The trial results were 99.4% correct, meaning the results incorrectly found that cancer was
present less than 1% of the time. Investigators pre-specified a set of cancers with high mortality rates and found that the test was also able to correctly identify these cancers. The test was better able to identify the cancers at later stages with its ability to detect cancer as follows: 32% of stage I cancers, 76% of stage II cancers, 85% of stage III cancers and 93% of stage IV cancers. The test was also able to return a result regarding the tissue of origin for 97% of the samples and correctly identified the location in 89% of cases.

While further development of the test is needed to improve its ability to detect early-stage
cancers, most cancer patients whose cancer is caught at an earlier stage have augmented
chances of long-term survival.

Scientists Better Understand Drug-Resistant Stromal Tumors

A group of scientists from the Dana-Farber Cancer Institute, Massachusetts General Hospital, the Broad Institute of MIT and Harvard and the Ludwig Center at Harvard Medical School studied drug-resistant gastrointestinal stromal tumors (GISTs) to increase their understanding of what causes drug resistance in these tumors. Currently, most GISTs — a type of soft-tissue cancer — are caused by gene mutations that can be targeted with drugs, however, 10% to 20% of GISTs aren’t treatable with current medications.

In the study, investigators showed that changes in how genes are read by tumor cells, but aren’t caused by genetic mutations, can still lead to the development of GIST. Their findings have also indicated further areas of study that could make it possible to stop the development of tumors and treat these drug-resistant GISTs.

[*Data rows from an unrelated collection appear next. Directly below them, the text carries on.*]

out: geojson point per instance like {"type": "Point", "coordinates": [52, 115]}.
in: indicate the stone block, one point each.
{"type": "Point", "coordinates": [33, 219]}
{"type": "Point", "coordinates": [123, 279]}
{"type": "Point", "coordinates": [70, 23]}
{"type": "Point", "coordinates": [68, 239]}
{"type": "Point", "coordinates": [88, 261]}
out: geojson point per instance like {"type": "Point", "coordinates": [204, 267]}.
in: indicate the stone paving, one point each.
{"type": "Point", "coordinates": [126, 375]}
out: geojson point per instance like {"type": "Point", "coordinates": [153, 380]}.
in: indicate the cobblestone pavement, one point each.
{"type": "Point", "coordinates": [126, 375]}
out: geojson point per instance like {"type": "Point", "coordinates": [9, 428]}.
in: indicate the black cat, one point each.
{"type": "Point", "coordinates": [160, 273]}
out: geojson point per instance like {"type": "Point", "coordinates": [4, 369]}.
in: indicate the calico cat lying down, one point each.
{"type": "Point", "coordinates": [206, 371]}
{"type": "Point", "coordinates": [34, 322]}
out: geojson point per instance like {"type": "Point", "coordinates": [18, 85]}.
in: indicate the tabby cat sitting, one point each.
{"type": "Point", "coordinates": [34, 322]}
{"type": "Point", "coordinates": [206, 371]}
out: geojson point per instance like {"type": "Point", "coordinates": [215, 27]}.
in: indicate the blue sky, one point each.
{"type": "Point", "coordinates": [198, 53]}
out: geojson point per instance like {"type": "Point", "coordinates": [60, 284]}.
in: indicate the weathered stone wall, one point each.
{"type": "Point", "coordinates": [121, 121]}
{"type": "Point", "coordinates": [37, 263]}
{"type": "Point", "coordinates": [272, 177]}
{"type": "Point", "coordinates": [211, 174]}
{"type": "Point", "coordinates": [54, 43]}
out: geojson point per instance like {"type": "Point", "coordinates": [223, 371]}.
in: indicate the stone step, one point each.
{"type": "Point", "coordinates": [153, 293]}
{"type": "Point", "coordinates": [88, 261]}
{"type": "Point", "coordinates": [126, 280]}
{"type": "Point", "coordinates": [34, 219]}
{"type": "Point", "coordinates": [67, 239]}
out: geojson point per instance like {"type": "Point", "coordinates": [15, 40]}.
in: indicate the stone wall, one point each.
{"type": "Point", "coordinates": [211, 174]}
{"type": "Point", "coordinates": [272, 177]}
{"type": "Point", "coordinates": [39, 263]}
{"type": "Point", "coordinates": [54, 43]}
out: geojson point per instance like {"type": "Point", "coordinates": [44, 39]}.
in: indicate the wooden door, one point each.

In order for a person’s DNA to fit inside their cells, it must wrap itself into loops with points called insulators. Researchers found that one of the insulators that prevents a cancer-causing gene known as FGF4 (fibroblast growth factor 4) is important to understanding drug-resistant GISTs. Another part of DNA has a switch that turns the FGF4 gene on and off. In healthy cells, FGF4 and the on/off switch are on separate loops. But in some forms of GIST, the insulator doesn’t work properly, allowing the loops to merge and turn on the cancer-causing FGF4 gene.

In this study, researchers worked with a form of GIST that had lost the function of the SDH enzyme complex, a key part in creating energy in a cell. These tumors also had an increased rate of DNA methylation, a process that adds chemical “tags” to DNA. The team found that too much DNA methylation destroys insulators in cells, leading to contact between on-switches and oncogenes, including the FGF4 gene and the KIT gene. The KIT gene is usually active in other forms of GIST.

To test their findings, investigators transplanted a human GIST into a mouse and showed that the model maintained the epigenetics of the parent tumor, including increased rates of DNA methylation and defective insulators. They also showed that tumor growth could be suppressed with fibroblast growth factor receptor FGF receptor inhibitors, both alone and with enzyme-inhibiting targeted therapy.

While targeted therapies can help SDH-deficient GIST patients, they typically become resistant to standard targeted therapies quickly. Researchers hope that these findings can open avenues for testing new therapies or repurposing old ones.